Дело в том, что Елена Андреевна в свое время училась в школе живописи. Ее картины охотно брали на выставки, а одну приобрел даже Павел Михайлович Третьяков для своего знаменитого музея. С той картины были напечатаны открытки «Весна». Теперь Елена Андреевна надписала одну из них: «Милому Ивану, которого мы очень любим!»
– Спасибо! – улыбнулся Бунин. – Почти так мне надписывал свои фотографии молодой Шаляпин: «Милому Ване от любящего тебя Шаляпина».
Стали говорить о Федоре Ивановиче, о том, как он сидел за этим роялем и его могучий голос заставлял дрожать подвески на люстрах, а прохожие собирались под окнами. Он был частым гостем и на литературных «Средах», проходивших много лет под крышей радушного дома Телешова. Председательствовал на собраниях общий любимец – Юлий Бунин.
– Мне вспомнилась история другой открытки, ставшей вдруг знаменитой, разошедшейся многотысячным тиражом, – сказал Бунин.
– Там, где ты рядом с Шаляпиным и Горьким? – спросил Николай Дмитриевич.
– И с тобой тоже! Там же Скиталец и Чириков! А случилось это все неожиданно. Сошлись мы на завтрак в ресторане «Альпийская роза», что на Софийке. Завтракали весело и долго. Вдруг Алексей Максимович окает: «Почему бы нам всем не увековечиться? Для истории русской словесности». Я возразил: «Опять сниматься! Все сниматься! Надоело, сплошная собачья свадьба».
Николай Дмитриевич добавил:
– Ты еще поссорился со Скитальцем. Он стал тебе нравоучительно, словно провинциальный учитель, выговаривать: «Почему свадьба? Да еще собачья? Я, к примеру сказать, себя собакой никак не считаю. Не знаю, конечно, как другие!»
Бунин продолжал:
– Я вспылил. Отвечаю жестко Скитальцу: «А как же иначе назвать? По вашим же словам, Россия гибнет, народ якобы пухнет с голоду (хотя пухли только пьяницы). А что в столицах? Ежедневно праздник! То книга выйдет новая, то сборник „Знания“, то премьера в Большом театре, то бенефис в Малом. Курсистки норовят „на вечную память“ пуговицу от фрака Станиславского оторвать или авто Собинова губной помадой измажут-исцелуют. Ну а лихачи мчат в „Стрельну“, к „Яру“, к „Славянскому базару“…» Здесь вмешался в спор Шаляпин: «Браво, правильно! И все-таки, Ваня, айда увековечивать собачью свадьбу! Снимаемся мы часто, да надо же память потомству о себе оставить. А то пел, пел человек, а умер – и крышка ему». Горький поддержал Федора Ивановича…

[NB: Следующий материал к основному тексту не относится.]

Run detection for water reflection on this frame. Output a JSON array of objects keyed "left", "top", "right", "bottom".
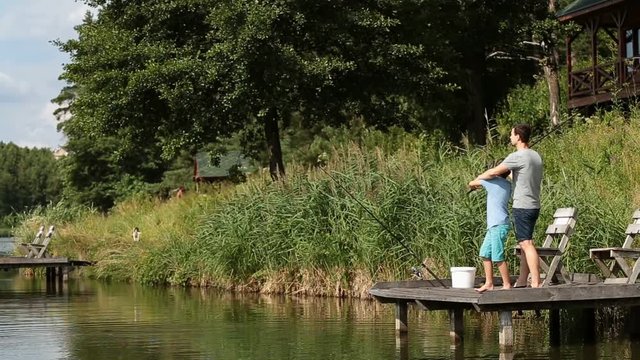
[{"left": 0, "top": 271, "right": 640, "bottom": 360}]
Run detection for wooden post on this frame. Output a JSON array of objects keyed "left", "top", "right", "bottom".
[
  {"left": 396, "top": 332, "right": 409, "bottom": 360},
  {"left": 549, "top": 309, "right": 560, "bottom": 346},
  {"left": 627, "top": 306, "right": 640, "bottom": 342},
  {"left": 499, "top": 311, "right": 513, "bottom": 352},
  {"left": 396, "top": 301, "right": 409, "bottom": 333},
  {"left": 582, "top": 308, "right": 596, "bottom": 344},
  {"left": 449, "top": 309, "right": 464, "bottom": 345}
]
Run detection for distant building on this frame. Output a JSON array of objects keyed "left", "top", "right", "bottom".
[
  {"left": 193, "top": 150, "right": 255, "bottom": 183},
  {"left": 53, "top": 147, "right": 69, "bottom": 160},
  {"left": 556, "top": 0, "right": 640, "bottom": 109}
]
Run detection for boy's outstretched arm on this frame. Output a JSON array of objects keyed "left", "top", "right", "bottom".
[
  {"left": 467, "top": 179, "right": 482, "bottom": 190},
  {"left": 474, "top": 164, "right": 509, "bottom": 181}
]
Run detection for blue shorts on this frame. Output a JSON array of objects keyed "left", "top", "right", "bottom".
[
  {"left": 511, "top": 208, "right": 540, "bottom": 242},
  {"left": 480, "top": 225, "right": 509, "bottom": 262}
]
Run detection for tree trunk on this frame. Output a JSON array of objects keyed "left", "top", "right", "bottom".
[
  {"left": 542, "top": 60, "right": 560, "bottom": 126},
  {"left": 264, "top": 108, "right": 285, "bottom": 181},
  {"left": 466, "top": 68, "right": 487, "bottom": 145},
  {"left": 542, "top": 0, "right": 560, "bottom": 126}
]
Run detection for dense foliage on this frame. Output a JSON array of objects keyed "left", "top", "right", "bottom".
[
  {"left": 0, "top": 142, "right": 62, "bottom": 221},
  {"left": 56, "top": 0, "right": 549, "bottom": 209},
  {"left": 21, "top": 114, "right": 640, "bottom": 296}
]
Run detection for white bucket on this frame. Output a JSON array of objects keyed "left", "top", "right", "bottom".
[{"left": 451, "top": 267, "right": 476, "bottom": 289}]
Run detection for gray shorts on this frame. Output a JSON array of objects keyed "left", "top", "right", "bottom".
[{"left": 511, "top": 208, "right": 540, "bottom": 242}]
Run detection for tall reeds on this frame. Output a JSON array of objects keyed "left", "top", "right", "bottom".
[{"left": 16, "top": 115, "right": 640, "bottom": 297}]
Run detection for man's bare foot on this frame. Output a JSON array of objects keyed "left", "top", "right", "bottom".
[{"left": 474, "top": 284, "right": 493, "bottom": 292}]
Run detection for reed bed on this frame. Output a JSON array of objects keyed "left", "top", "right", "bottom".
[{"left": 19, "top": 113, "right": 640, "bottom": 297}]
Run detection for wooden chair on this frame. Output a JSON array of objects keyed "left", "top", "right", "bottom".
[
  {"left": 589, "top": 209, "right": 640, "bottom": 284},
  {"left": 515, "top": 208, "right": 578, "bottom": 286},
  {"left": 22, "top": 225, "right": 55, "bottom": 259},
  {"left": 20, "top": 225, "right": 44, "bottom": 257}
]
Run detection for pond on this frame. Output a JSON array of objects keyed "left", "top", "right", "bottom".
[{"left": 0, "top": 271, "right": 640, "bottom": 360}]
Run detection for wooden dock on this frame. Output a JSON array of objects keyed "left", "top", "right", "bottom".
[
  {"left": 0, "top": 256, "right": 92, "bottom": 269},
  {"left": 0, "top": 256, "right": 93, "bottom": 284},
  {"left": 369, "top": 274, "right": 640, "bottom": 349}
]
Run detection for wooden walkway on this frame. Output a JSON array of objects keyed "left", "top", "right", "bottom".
[
  {"left": 0, "top": 256, "right": 92, "bottom": 269},
  {"left": 369, "top": 274, "right": 640, "bottom": 349}
]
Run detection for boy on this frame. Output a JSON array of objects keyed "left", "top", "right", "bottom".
[{"left": 469, "top": 167, "right": 511, "bottom": 292}]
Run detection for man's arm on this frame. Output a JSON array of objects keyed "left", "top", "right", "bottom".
[
  {"left": 476, "top": 164, "right": 509, "bottom": 180},
  {"left": 467, "top": 179, "right": 482, "bottom": 190}
]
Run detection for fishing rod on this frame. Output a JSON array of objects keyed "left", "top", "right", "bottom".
[
  {"left": 319, "top": 166, "right": 448, "bottom": 288},
  {"left": 467, "top": 120, "right": 570, "bottom": 195}
]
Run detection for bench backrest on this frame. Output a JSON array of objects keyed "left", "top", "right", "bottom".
[
  {"left": 542, "top": 208, "right": 578, "bottom": 251},
  {"left": 622, "top": 209, "right": 640, "bottom": 249}
]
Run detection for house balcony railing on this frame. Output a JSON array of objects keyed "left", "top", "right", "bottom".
[{"left": 569, "top": 58, "right": 640, "bottom": 100}]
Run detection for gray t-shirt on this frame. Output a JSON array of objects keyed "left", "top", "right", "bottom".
[{"left": 502, "top": 149, "right": 542, "bottom": 209}]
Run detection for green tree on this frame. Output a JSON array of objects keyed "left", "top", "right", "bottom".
[
  {"left": 0, "top": 142, "right": 62, "bottom": 217},
  {"left": 58, "top": 0, "right": 447, "bottom": 181}
]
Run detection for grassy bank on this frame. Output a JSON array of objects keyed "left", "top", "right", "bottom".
[{"left": 18, "top": 113, "right": 640, "bottom": 297}]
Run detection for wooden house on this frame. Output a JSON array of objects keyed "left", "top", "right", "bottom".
[
  {"left": 193, "top": 150, "right": 255, "bottom": 184},
  {"left": 556, "top": 0, "right": 640, "bottom": 109}
]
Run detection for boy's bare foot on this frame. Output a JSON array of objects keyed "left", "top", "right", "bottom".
[{"left": 474, "top": 284, "right": 493, "bottom": 292}]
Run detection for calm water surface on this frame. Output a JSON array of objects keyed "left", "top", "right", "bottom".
[{"left": 0, "top": 250, "right": 640, "bottom": 360}]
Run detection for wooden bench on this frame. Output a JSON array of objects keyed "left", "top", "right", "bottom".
[
  {"left": 20, "top": 225, "right": 55, "bottom": 259},
  {"left": 515, "top": 208, "right": 578, "bottom": 286},
  {"left": 589, "top": 209, "right": 640, "bottom": 284}
]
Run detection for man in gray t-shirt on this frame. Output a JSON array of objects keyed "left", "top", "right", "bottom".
[{"left": 477, "top": 124, "right": 542, "bottom": 287}]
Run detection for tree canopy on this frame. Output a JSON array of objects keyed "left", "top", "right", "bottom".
[{"left": 56, "top": 0, "right": 547, "bottom": 210}]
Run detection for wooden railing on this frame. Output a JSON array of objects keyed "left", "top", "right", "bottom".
[{"left": 569, "top": 58, "right": 640, "bottom": 99}]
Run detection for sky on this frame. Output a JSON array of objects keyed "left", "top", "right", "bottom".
[{"left": 0, "top": 0, "right": 90, "bottom": 149}]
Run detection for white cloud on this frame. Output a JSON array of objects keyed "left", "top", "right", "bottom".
[
  {"left": 0, "top": 0, "right": 91, "bottom": 148},
  {"left": 0, "top": 0, "right": 91, "bottom": 40},
  {"left": 0, "top": 72, "right": 29, "bottom": 103}
]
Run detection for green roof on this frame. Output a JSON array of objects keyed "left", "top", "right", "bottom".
[
  {"left": 194, "top": 150, "right": 255, "bottom": 178},
  {"left": 556, "top": 0, "right": 610, "bottom": 17}
]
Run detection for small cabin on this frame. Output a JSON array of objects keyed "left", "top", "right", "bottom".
[
  {"left": 556, "top": 0, "right": 640, "bottom": 109},
  {"left": 193, "top": 150, "right": 255, "bottom": 184}
]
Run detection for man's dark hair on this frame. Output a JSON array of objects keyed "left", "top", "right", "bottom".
[{"left": 513, "top": 124, "right": 531, "bottom": 144}]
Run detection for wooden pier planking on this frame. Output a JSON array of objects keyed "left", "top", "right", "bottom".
[
  {"left": 369, "top": 274, "right": 640, "bottom": 349},
  {"left": 369, "top": 283, "right": 640, "bottom": 311},
  {"left": 0, "top": 256, "right": 92, "bottom": 269}
]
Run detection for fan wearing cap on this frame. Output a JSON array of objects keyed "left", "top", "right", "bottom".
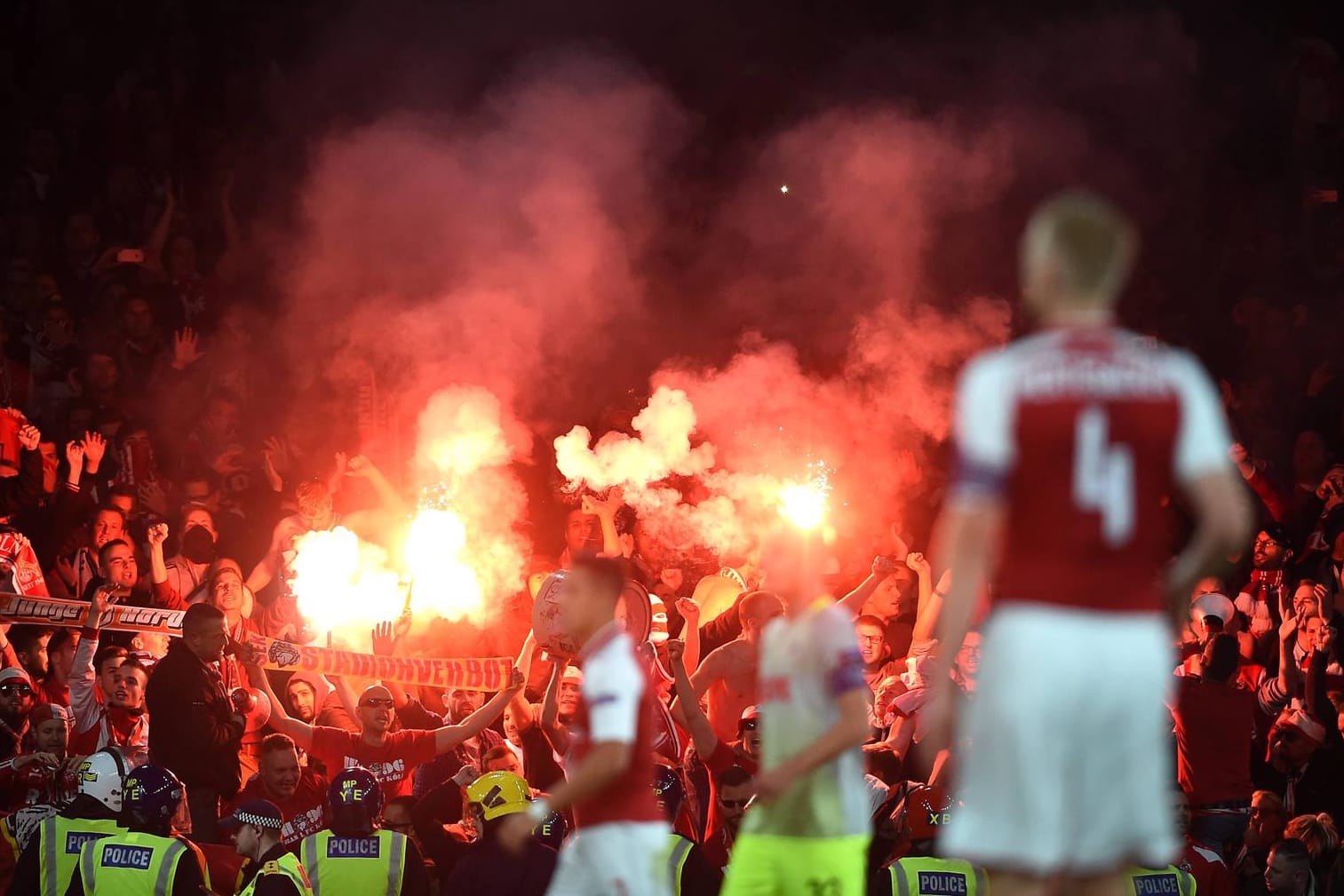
[
  {"left": 1169, "top": 634, "right": 1258, "bottom": 846},
  {"left": 0, "top": 702, "right": 73, "bottom": 813},
  {"left": 219, "top": 799, "right": 314, "bottom": 896},
  {"left": 1176, "top": 591, "right": 1265, "bottom": 692},
  {"left": 1257, "top": 700, "right": 1344, "bottom": 818},
  {"left": 247, "top": 645, "right": 523, "bottom": 799},
  {"left": 0, "top": 666, "right": 36, "bottom": 759}
]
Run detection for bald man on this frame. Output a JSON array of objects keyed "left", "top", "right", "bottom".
[
  {"left": 691, "top": 591, "right": 783, "bottom": 743},
  {"left": 924, "top": 192, "right": 1252, "bottom": 896},
  {"left": 247, "top": 666, "right": 523, "bottom": 799}
]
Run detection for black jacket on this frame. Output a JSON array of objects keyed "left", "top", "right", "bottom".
[{"left": 145, "top": 638, "right": 243, "bottom": 798}]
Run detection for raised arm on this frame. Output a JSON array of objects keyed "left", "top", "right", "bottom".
[
  {"left": 346, "top": 454, "right": 409, "bottom": 513},
  {"left": 508, "top": 630, "right": 537, "bottom": 732},
  {"left": 434, "top": 666, "right": 527, "bottom": 754},
  {"left": 246, "top": 519, "right": 289, "bottom": 594},
  {"left": 370, "top": 613, "right": 411, "bottom": 710},
  {"left": 668, "top": 598, "right": 700, "bottom": 669},
  {"left": 244, "top": 662, "right": 314, "bottom": 749},
  {"left": 542, "top": 660, "right": 570, "bottom": 755},
  {"left": 836, "top": 553, "right": 896, "bottom": 619},
  {"left": 668, "top": 641, "right": 719, "bottom": 762}
]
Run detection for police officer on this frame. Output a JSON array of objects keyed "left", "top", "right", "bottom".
[
  {"left": 1125, "top": 865, "right": 1195, "bottom": 896},
  {"left": 68, "top": 765, "right": 210, "bottom": 896},
  {"left": 8, "top": 747, "right": 126, "bottom": 896},
  {"left": 868, "top": 784, "right": 990, "bottom": 896},
  {"left": 653, "top": 763, "right": 723, "bottom": 896},
  {"left": 298, "top": 765, "right": 429, "bottom": 896},
  {"left": 219, "top": 799, "right": 314, "bottom": 896}
]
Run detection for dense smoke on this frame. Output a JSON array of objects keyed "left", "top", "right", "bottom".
[{"left": 267, "top": 4, "right": 1200, "bottom": 609}]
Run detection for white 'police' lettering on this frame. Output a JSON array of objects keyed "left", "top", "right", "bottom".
[
  {"left": 1134, "top": 875, "right": 1180, "bottom": 896},
  {"left": 66, "top": 830, "right": 107, "bottom": 856},
  {"left": 102, "top": 844, "right": 155, "bottom": 870},
  {"left": 327, "top": 837, "right": 383, "bottom": 859},
  {"left": 919, "top": 870, "right": 966, "bottom": 896}
]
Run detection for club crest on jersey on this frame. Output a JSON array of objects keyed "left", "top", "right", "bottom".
[
  {"left": 918, "top": 870, "right": 966, "bottom": 896},
  {"left": 757, "top": 676, "right": 789, "bottom": 702}
]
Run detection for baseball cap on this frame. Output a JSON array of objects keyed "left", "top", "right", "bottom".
[
  {"left": 219, "top": 799, "right": 285, "bottom": 830},
  {"left": 0, "top": 666, "right": 32, "bottom": 688},
  {"left": 1189, "top": 592, "right": 1237, "bottom": 622},
  {"left": 28, "top": 702, "right": 76, "bottom": 728}
]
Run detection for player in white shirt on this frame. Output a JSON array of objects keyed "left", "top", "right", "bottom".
[
  {"left": 925, "top": 194, "right": 1250, "bottom": 896},
  {"left": 723, "top": 534, "right": 871, "bottom": 896}
]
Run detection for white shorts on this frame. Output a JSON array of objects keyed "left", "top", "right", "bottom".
[
  {"left": 938, "top": 605, "right": 1180, "bottom": 876},
  {"left": 545, "top": 821, "right": 672, "bottom": 896}
]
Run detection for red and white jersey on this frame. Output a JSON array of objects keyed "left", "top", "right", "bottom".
[
  {"left": 956, "top": 328, "right": 1231, "bottom": 611},
  {"left": 566, "top": 622, "right": 664, "bottom": 828}
]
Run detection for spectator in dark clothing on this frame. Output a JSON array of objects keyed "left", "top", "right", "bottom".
[
  {"left": 1171, "top": 634, "right": 1257, "bottom": 851},
  {"left": 0, "top": 666, "right": 36, "bottom": 759},
  {"left": 1260, "top": 705, "right": 1344, "bottom": 818},
  {"left": 411, "top": 767, "right": 556, "bottom": 896},
  {"left": 145, "top": 603, "right": 246, "bottom": 844}
]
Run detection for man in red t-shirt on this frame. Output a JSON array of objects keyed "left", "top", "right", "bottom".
[
  {"left": 1171, "top": 634, "right": 1257, "bottom": 852},
  {"left": 247, "top": 665, "right": 523, "bottom": 799},
  {"left": 668, "top": 641, "right": 760, "bottom": 868},
  {"left": 225, "top": 733, "right": 327, "bottom": 851}
]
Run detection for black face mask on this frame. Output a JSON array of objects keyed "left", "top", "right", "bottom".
[{"left": 181, "top": 525, "right": 215, "bottom": 563}]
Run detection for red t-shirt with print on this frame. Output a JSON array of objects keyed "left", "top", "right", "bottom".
[{"left": 307, "top": 726, "right": 435, "bottom": 799}]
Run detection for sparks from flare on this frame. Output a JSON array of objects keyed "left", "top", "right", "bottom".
[{"left": 780, "top": 461, "right": 831, "bottom": 532}]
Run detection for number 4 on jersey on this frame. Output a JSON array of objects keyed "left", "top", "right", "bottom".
[{"left": 1074, "top": 404, "right": 1134, "bottom": 548}]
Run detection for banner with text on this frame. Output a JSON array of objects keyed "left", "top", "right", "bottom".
[
  {"left": 249, "top": 636, "right": 513, "bottom": 691},
  {"left": 0, "top": 592, "right": 183, "bottom": 636}
]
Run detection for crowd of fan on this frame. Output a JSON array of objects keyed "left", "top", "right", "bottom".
[{"left": 0, "top": 3, "right": 1344, "bottom": 896}]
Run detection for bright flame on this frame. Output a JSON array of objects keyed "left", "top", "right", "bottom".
[
  {"left": 406, "top": 509, "right": 484, "bottom": 622},
  {"left": 293, "top": 527, "right": 404, "bottom": 647},
  {"left": 780, "top": 482, "right": 826, "bottom": 532}
]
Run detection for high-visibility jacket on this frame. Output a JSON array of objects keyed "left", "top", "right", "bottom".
[
  {"left": 79, "top": 831, "right": 210, "bottom": 896},
  {"left": 37, "top": 815, "right": 126, "bottom": 896},
  {"left": 887, "top": 857, "right": 990, "bottom": 896},
  {"left": 298, "top": 830, "right": 406, "bottom": 896},
  {"left": 668, "top": 834, "right": 695, "bottom": 896},
  {"left": 238, "top": 853, "right": 314, "bottom": 896},
  {"left": 1125, "top": 865, "right": 1195, "bottom": 896}
]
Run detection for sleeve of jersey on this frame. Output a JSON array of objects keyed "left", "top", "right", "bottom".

Забавно окая, Бунин с привычной ловкостью весьма похоже изобразил Алексея Максимовича:
– Конечно, вот писал, писал – околел.
Пошли в ателье, «увековечились». Всемирный почтовый союз отпечатал с этой действительно исторической фотографии открытые письма.
– Эх! – протянул сладко Бунин. – Слава – как очаровательная женщина, так и манит в свои сети. А сколько знаменитостей побывало в вашем доме: Станиславский, Немирович-Данченко, дядя Гиляй, Короленко, Мамин-Сибиряк, Куприн…
– Пожалуй, в середине ноября следует провести очередную «Среду», и организовывать ее будет Юлий Бунин. Пусть зайдет, мы обсудим программу, – сказал на прощание Николай Дмитриевич.
За окном стояла тревожная ночь…
Иван Алексеевич мало выходил из дому, боясь попасть под случайную пулю.
Но добровольное заточение имело и благую сторону. В эти дни он много записывал в дневник:
«30 октября. Москва, Поварская, 26. Проснулся в восемь – тихо. Показалось, все кончилось. Но через минуту, очень близко – удар из орудия. Минут через десять снова. Потом щелканье кнута – выстрел. И так пошло на весь день. Иногда с час нет орудийных ударов, потом следуют чуть не каждую минуту – раз пять, десять. У Юлия тоже…
Часа в два в лазарет против нас пришел автомобиль – привез двух раненых. Одного я видел, – как его выносили – как мертвый, голова замотана чем-то белым, все в крови и подушка в крови. Потрясло. Ужас, боль, бессильная ярость… Выхода нет! Чуть не весь народ за „социальную революцию“».
Поздним вечером, когда и ходить по улицам стало опасно, кто-то повертел ручку дверного звонка.
Вера осторожно, через цепочку приоткрыла дверь и радостно проговорила:
– Юлий Алексеевич! Приятный сюрприз…
– Пробирался к себе в Староконюшенный, да решил к вам завернуть. Ночного странника чаем напоите?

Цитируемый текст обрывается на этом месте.